On 17 May 2020, 5th term;  Netanyahu was sworn in for a fifth term as prime minister in a coalition with Benny Gantz. Against a background of the COVID-19 pandemic in Israel and Netanyahu's criminal trial, extensive demonstrations broke out against him in front of the prime minister's residence. Following this, Netanyahu ordered to disperse the demonstrations using COVID-19 special regulations, limiting them to 20 people and at a distance of 1,000 meters from their homes. However, the exact opposite was achieved; the demonstrations were enlarged and dispersed to over 1,000 centers. By March 2021, Israel became the country with the highest vaccinated population per capita in the world against COVID-19.

After tensions escalated in Jerusalem in May 2021, Hamas fired rockets on Israel from Gaza, which prompted Netanyahu to initiate Operation Guardian of the Walls, lasting eleven days. After the operation, Israeli politician and leader of the Yamina alliance Naftali Bennett announced that he had agreed to a deal with Leader of the Opposition Yair Lapid to form a rotation government that would oust Netanyahu from his position as prime minister. 

Netanyahu's motorcade departs the prime minister's residence on the early morning of 11 July 2021, a month after his ouster as prime minister.

On 13 June 2021, Bennett and Lapid formed a coalition government, and Netanyahu was ousted as prime minister, ending his 12-year tenure.

                          2023 official portrait at 74

2022 to Present 1 year  and 6th term;  After the 2022 election, Netanyahu was sworn in as Prime Minister again as the leader of a hardline coalition. He officially started his sixth term on 29 December 2022.The first months of Netanyahu's sixth term were centered around reforms in the judicial branch, which drew widespread criticism. Critics highlighted the negative effects it would have on the separation of powers, the office of the Attorney General, the economy, public health, women and minorities, workers' rights, scientific research, the overall strength of Israel's democracy and its foreign relations. After weeks of public protests on Israel's streets, joined by a growing number of military reservists, Minister of Defense Yoav Gallant spoke against the reform on 25 March, calling for a halt of the legislative process "for the sake of Israel's security". He was removed from his post by Netanyahu the following day, sparking further mass protests across Israel and ultimately leading to Netanyahu agreeing to delay the legislation for a month, until the next Knesset session after Passover.       
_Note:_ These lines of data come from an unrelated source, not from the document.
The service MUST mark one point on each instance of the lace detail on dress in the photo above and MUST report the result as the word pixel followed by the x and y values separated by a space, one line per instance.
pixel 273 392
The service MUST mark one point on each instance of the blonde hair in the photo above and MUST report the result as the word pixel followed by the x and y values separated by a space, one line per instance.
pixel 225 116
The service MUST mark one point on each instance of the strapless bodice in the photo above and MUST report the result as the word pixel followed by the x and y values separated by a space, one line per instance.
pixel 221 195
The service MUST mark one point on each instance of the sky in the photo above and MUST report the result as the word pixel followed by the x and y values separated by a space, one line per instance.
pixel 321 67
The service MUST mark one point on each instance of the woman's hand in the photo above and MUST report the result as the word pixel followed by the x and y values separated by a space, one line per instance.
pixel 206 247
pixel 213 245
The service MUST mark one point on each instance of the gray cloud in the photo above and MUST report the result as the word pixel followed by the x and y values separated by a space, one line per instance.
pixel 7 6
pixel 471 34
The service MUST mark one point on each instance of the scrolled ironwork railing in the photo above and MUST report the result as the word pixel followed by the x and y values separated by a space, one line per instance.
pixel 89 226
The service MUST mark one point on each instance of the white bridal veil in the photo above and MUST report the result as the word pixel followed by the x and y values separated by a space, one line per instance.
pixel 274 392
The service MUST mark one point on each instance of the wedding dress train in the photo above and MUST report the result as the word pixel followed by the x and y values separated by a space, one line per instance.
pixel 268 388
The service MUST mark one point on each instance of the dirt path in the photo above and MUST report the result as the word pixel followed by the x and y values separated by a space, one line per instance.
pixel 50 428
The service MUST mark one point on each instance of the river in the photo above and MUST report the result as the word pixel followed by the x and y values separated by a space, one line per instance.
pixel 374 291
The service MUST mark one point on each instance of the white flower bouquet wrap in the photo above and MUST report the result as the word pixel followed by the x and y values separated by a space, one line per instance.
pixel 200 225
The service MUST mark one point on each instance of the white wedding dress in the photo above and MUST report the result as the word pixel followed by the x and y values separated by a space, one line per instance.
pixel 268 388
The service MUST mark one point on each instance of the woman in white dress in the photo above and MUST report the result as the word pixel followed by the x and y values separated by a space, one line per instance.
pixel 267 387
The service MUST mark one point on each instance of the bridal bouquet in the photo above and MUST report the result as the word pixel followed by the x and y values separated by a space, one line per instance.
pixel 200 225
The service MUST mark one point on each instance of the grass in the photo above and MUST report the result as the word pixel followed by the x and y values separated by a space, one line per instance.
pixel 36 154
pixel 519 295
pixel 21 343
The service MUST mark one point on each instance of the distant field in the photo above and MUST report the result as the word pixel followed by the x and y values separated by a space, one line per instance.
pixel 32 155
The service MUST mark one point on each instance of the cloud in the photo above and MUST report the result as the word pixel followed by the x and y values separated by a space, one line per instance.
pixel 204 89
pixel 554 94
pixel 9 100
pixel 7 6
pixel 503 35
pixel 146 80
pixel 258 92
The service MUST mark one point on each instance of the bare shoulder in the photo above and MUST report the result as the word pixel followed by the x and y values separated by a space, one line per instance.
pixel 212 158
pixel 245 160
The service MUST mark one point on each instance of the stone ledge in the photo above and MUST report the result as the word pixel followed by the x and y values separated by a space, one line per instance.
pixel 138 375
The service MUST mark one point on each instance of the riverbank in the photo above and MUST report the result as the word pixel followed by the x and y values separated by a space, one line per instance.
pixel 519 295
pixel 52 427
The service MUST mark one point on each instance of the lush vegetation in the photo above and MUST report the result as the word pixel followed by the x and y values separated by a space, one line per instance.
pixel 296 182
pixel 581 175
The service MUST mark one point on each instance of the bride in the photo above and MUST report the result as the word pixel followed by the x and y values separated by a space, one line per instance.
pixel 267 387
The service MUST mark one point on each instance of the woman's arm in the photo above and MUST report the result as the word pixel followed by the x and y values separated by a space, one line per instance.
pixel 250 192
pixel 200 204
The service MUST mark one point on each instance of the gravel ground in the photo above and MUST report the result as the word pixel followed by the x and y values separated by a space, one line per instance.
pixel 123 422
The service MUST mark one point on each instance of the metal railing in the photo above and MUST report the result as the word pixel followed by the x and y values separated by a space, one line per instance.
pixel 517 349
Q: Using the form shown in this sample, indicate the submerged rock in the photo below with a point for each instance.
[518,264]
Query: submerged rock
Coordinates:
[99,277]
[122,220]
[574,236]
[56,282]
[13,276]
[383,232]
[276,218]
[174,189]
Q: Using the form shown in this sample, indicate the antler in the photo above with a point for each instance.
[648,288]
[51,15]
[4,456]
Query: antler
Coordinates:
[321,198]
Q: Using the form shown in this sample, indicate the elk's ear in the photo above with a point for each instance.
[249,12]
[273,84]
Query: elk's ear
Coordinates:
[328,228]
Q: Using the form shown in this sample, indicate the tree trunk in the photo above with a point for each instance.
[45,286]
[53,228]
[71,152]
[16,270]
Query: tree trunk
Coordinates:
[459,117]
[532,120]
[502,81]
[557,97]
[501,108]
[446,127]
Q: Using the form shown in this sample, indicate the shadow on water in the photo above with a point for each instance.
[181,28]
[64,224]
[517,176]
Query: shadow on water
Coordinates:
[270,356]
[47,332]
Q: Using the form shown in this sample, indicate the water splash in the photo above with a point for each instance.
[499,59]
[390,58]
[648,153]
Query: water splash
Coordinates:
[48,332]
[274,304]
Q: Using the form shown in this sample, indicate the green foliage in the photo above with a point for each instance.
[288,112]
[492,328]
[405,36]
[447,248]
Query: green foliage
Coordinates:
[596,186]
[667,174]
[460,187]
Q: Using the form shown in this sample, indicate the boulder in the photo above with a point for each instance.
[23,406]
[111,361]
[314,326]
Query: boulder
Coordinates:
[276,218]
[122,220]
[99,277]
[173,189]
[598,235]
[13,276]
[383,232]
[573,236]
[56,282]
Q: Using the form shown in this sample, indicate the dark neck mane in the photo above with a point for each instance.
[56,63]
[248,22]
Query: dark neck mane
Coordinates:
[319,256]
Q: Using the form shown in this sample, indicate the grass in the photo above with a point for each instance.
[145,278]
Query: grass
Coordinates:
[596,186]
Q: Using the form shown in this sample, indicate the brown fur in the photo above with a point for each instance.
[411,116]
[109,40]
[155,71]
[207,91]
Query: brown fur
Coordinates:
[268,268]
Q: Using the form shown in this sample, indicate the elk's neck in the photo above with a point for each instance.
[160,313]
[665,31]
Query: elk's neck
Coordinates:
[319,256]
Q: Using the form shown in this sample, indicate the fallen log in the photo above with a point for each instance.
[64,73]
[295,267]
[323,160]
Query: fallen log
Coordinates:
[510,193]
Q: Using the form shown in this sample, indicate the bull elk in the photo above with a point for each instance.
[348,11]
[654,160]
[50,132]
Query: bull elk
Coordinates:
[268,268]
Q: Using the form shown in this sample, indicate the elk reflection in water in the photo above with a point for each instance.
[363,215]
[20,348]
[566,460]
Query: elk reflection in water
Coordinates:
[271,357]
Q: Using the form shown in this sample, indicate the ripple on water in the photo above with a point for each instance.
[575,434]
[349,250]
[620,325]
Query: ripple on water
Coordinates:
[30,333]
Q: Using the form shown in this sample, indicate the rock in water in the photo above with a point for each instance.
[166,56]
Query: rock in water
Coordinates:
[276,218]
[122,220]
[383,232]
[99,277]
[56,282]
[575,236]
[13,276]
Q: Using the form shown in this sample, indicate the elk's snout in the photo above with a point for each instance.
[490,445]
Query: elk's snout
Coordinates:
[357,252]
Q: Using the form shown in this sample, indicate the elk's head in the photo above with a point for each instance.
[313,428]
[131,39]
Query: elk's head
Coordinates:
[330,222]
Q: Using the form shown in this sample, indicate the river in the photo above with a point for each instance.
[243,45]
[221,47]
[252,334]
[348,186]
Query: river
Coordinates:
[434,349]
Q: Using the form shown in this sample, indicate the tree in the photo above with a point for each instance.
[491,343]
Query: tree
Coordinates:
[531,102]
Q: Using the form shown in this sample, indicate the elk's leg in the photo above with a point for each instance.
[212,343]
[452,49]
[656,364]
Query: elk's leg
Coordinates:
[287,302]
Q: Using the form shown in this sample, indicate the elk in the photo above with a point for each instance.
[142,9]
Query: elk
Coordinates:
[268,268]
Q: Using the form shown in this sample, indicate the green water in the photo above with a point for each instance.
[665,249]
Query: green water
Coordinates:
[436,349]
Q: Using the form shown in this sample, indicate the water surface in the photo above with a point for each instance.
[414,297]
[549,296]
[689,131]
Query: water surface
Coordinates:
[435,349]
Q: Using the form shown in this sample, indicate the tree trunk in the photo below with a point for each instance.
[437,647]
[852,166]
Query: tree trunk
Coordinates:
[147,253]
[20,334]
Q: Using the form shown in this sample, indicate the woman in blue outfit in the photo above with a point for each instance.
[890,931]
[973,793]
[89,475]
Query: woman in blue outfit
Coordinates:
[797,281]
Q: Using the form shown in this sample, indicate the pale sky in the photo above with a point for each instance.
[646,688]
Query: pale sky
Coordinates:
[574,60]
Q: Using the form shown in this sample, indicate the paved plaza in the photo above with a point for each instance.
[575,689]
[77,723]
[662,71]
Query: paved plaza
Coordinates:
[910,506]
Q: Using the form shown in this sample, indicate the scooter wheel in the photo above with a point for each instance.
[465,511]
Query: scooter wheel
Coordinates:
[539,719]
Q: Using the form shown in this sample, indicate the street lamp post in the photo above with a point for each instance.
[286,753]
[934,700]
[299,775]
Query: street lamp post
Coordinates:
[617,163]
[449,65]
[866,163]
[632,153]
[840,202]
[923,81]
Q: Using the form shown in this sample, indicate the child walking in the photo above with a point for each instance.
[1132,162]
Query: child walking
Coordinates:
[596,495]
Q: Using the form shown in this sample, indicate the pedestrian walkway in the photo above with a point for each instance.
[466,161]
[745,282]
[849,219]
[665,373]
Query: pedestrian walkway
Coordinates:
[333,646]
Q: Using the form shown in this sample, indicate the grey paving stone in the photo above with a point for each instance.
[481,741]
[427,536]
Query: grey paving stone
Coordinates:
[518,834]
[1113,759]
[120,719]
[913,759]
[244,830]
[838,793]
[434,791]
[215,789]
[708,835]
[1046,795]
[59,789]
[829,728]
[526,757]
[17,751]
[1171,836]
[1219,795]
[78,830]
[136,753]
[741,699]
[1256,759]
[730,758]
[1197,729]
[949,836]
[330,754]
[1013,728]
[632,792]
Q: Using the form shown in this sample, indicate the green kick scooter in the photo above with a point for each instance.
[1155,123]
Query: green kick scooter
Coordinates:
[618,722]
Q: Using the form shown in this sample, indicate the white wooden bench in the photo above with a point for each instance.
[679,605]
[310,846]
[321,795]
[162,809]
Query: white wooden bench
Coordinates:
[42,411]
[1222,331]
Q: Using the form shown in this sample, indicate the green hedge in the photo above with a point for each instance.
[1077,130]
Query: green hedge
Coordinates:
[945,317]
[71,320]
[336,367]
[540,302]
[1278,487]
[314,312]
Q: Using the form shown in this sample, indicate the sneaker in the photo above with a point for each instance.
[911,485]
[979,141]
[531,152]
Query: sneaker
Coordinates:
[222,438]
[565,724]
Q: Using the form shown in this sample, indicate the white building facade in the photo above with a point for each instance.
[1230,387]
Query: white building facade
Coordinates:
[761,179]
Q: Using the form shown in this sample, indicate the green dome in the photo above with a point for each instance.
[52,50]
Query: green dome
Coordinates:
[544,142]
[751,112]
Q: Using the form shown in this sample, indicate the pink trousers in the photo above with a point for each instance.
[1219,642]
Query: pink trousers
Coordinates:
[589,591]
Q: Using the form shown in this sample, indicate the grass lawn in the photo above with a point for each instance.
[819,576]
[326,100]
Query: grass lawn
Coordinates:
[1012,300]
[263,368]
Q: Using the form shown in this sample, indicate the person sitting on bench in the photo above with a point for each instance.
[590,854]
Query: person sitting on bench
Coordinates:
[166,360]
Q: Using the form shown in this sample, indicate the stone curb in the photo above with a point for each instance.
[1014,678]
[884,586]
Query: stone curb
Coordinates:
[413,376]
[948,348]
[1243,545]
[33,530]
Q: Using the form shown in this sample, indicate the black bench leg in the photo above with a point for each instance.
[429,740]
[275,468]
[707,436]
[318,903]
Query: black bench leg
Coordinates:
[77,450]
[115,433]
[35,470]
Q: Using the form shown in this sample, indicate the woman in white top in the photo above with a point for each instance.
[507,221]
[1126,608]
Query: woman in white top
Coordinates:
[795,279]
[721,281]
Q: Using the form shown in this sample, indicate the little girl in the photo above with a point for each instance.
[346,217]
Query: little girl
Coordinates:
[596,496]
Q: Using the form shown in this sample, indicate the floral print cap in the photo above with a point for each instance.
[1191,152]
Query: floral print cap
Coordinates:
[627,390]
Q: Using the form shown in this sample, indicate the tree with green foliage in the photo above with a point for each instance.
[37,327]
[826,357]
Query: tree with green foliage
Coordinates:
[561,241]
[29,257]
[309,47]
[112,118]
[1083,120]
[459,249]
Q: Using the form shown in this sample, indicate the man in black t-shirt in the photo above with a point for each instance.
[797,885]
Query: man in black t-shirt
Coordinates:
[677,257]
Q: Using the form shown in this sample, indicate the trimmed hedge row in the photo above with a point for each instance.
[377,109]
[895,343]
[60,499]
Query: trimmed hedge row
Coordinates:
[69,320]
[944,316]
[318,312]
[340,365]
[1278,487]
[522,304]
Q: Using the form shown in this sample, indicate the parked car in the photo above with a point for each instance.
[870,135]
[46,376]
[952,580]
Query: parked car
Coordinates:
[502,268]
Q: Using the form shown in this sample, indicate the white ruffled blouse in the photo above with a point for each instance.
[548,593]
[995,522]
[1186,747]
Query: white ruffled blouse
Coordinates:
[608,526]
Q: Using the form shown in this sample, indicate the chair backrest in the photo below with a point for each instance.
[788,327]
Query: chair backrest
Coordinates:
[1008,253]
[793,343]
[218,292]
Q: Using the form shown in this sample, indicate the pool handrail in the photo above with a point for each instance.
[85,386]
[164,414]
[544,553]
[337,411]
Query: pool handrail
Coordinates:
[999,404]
Israel refused to send lethal weapons to Ukraine. In June 2023, Netanyahu said that Israel is concerned "with the possibility that systems that we would give to Ukraine would fall into Iranian hands and could be reverse engineered, and we would find ourselves facing Israeli systems used against Israel."             

As a leader of a small country, his life has been completely different from that of Biden or Obama or any president or king of a country.  The creation of Israel has been on different terms than that of other countries, and so are the people.  We're from an ancient people with an ancient religion that we're trying hard to maintain after almost 4,000 years by the precepts given to us by Moses.  Even our own people seem to forget that many times.  Israel is supposed to be our reservation, our place of preservation, and instead it's become  the shooting gallery of our neighbor's  target.  Everyone's telling Netanyahu what to do and they don't live in Israel. They don't know what it's like to have your population that you're guarding shot at ever since 1947, while still in the womb to be born in 48.  

My criticism is that Netanyahu should have explained to the public why his government has been created by the religious community and how it would benefit them or affect them.  He needs to explain why he wanted to improve the Supreme Court and its problems as it is today.  By all the demonstrations of marching, etc, it shows they have been completely in the dark and still are.  Benjamin, think of all the newcomers in Israel.  They haven't had your  experiences, background, history, service.  You have to teach, also to being them up to date.  You've been there for Israel all these years.  You've been brought in when Israel was facing possible destruction, and you brought success.  Don't stop now.